Podsumowanie całości.
W moim porównaniu łączny wynik to 14:11 dla Viltroxa. Jak widzicie jest bardzo blisko. Dobrze to oddaje moje odczucia. Viltrox jest ciekawszy podczas sesji, planowanych ujęć itp. Inne aspekty idą na remis. Z innych tematów dopiszę, że do sterowania przysłoną trzeba się przyzwyczaić, nie ma tego charakterystycznego “klika” co w Fuji 35 mm f/1.4. Jest to jednak kwestia wyczucia. Mi się nie zdarzyło “strzelić” na złych ustawieniach.
Odnośnie AF – ja pracuję na X-Pro2 także na leciwym aparacie. Z recenzji i opinii jakie znalazłem wnioskuję, że na nowszych modelach jest jeszcze lepiej.

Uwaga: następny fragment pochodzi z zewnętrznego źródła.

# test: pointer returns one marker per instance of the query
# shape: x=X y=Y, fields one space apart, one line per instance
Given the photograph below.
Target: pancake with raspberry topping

Ze mną Viltrox został na stałe. Czemu? Bo po prostu jest w moim odczuciu minimalnie lepszy. Dla każdego kto się zastanawia warto też wziąć pod uwagę cenę tych obiektywów. W swojej półce cenowej Viltrox chyba nie ma sobie równych, bo Fuji jest o prawie 1000 zł droższy.
Polecam!
Za użyczenie obiektywu dziękuję firmie Foto-Technika!